Brandon Roberts, PhD.
Captain & Research Physiologist, US Army.

The table below shows how much time you need to fully recover.

Time to recover Description
Less than a week Normal training
1-2 weeks [5] Overreaching (functional overreaching)
2-4 weeks [5] Non-functional overreaching
4+ weeks [5] [8] [12] Overtraining

If you’re taking a break from normal training, you should be fully recovered within days.

If you’re overreaching (exceeding your capacity), your body should recover and improve within 1-2 weeks [5]. This is known as functional overreaching. Many athletes and lifters use intense periods of training as part of their training plan. If done properly, overreaching boosts training progress and performance gains.

If you’re overreaching far beyond your capacity, then you will fully recover within 2-4 weeks. This is known as non-functional overreaching [4]. If you keep pushing yourself beyond this stage, you may become overtrained [4] [5] [7].

Overtraining only happens when you need at least 4 weeks of rest to recover [8]. But, in many cases, overtraining can take several months to recover from [4] [11]. In the worst cases, years [11].


My own experience: coming close to overtraining

I have personally never experienced overtraining syndrome. And I am glad for that.

Yet, I did come close, one time.

It was during my early 20s, when I trained 1-2 times per day. I would swim, run, and do strength training. I didn’t eat enough to recover from the workouts.

The first thing I noticed was a loss of performance. I couldn’t lift the same weights in the gym. And my lap times would increase. I persisted under the idea that I had to work harder in order to regain my “lost strength”. I was convinced that taking time off would further deteriorate my performance.
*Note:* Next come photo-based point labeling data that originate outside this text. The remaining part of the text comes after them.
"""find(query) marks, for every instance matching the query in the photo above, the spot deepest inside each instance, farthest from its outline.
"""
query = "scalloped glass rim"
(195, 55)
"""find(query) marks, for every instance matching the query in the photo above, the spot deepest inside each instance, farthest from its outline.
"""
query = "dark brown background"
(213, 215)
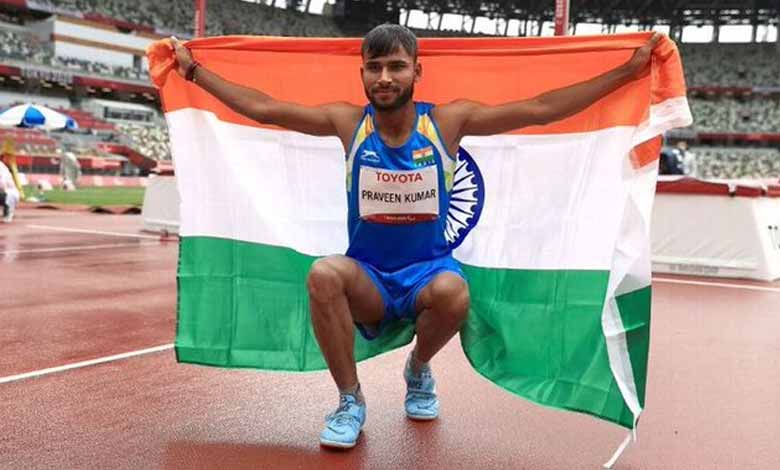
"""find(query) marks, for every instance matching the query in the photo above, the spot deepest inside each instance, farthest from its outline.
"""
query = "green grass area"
(91, 196)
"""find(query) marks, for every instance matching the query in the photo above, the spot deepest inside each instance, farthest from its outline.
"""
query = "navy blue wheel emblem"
(466, 199)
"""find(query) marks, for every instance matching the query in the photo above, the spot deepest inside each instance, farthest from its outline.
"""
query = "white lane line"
(76, 248)
(77, 365)
(716, 284)
(93, 232)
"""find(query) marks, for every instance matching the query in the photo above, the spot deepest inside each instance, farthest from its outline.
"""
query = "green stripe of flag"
(536, 333)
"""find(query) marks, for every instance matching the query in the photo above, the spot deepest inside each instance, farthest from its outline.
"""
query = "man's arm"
(332, 119)
(463, 117)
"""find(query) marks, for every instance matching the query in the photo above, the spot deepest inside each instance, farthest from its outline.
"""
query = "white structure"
(716, 228)
(161, 205)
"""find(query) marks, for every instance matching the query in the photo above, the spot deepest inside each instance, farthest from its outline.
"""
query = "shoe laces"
(342, 416)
At some point, I had to force myself to take time off. I trained very lightly for 3 weeks. After that, I spent some weeks working myself back to my previous performance. Given the recovery time and loss of performance, I would say I was non-functionally overreached.

It was a useful experience. I learned that there is no shame in resting. And the mentality that “more is always better”, can be harmful. Yes, you have to push yourself to reach new heights. But leaving your foot on the gas for too long can have the opposite effect.